Supported early, the Australian dollar reached its highest level in two years when valued against its US Counterpart yesterday after economic prints from China topped forecast. Whilst base metals also enjoyed a strong session, highs of 0.7834 proved to be relatively short-lived for the AUD on Monday as investors remained mindful of the fact the domestic unit has captured gains in excess of 8 percent since the beginning of this year. In looking to add further momentum, opportunities for additional topside arrives tomorrow ahead of a monthly labour market report. Opening marginally softer at a rate of 0.7798  attention today will be focused towards minutes from the Reserve Banks last meeting. 
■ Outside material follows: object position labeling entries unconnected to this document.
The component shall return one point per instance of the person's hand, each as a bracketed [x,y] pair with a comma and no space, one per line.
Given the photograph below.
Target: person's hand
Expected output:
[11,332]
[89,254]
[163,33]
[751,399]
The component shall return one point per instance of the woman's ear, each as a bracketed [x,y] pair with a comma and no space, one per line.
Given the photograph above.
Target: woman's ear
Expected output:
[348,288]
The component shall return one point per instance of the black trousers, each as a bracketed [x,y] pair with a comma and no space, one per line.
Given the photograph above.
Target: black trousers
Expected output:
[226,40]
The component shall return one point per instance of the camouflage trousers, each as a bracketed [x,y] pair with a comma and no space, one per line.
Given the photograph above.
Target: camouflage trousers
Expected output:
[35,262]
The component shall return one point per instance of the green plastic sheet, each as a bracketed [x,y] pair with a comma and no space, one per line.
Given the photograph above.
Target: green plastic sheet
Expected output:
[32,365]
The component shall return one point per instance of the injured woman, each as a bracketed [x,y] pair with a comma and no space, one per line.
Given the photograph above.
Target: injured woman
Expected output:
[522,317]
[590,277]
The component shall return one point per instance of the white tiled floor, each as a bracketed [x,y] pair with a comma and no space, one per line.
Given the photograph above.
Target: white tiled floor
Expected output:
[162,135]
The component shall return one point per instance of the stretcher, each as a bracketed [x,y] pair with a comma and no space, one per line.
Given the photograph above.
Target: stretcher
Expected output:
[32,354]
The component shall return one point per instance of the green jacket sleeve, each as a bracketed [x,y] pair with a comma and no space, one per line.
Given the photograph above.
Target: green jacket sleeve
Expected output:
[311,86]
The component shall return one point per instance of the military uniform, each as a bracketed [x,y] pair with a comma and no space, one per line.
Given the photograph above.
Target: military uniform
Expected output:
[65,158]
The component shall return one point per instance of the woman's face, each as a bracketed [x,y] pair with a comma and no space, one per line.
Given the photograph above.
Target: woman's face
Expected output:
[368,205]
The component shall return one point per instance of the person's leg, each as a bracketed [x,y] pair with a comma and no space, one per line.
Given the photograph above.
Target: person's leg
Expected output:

The New Zealand Dollar has opened weaker against the Greenback ahead of today's inflation data which is expected to come in weaker than the 0.3 per cent Reserve Bank forecast. Economists expect inflation to come in at 0.2 per cent in the three months ended June 30. Today we will also see the release of the Global Dairy Trade auction which will be closely monitored by traders. The NZD/USD pair is currently trading at 0.7327. We now expect support to hold on moves approaching 0.7259 while any upward push will likely meet resistance around 0.7347.

With the domestic docket light and little to excite investors the Pound had a quiet day on Monday against the Greenback moving off ten-months highs of 1.3110 to a low of 1.3046. Financial markets have been focusing on continued Brexit talks with the deadline less than two-years away. Today sees the release of UK inflation which is a key piece of data the Bank of England take note of, inflation has risen steeply after the Pound weakened following the referendum, which had the consequence of pushing up the prices of imports. Analysts predict it will remain 2.9% on the year in June but a slowdown from 0.3 per cent to 0.2 per cent on the month. If inflation does hit 2.9 per cent, the pound could rally. 

It was a relatively slow session to start the week as a public holiday was observed in Japan. Both equities and the US dollar index saw little movement also due to a light economic calendar in the United States. Chinese data was on the pace yesterday, supporting commodity currency risk on movements. GDP, industrial production and retail sales all fared better than expectations. Focus shifts to the Eurozone this week as the ECB meet for their monthly press conference. Traders will be keen to get any further hints of bond tapering by ECB President Mario Draghi as the EUR/USD nudged up towards 1.15. USD/JPY looks to push back up to the trend line between 112.80 and 113.50 ahead of Bank of Japans policy meeting on Thursday afternoon.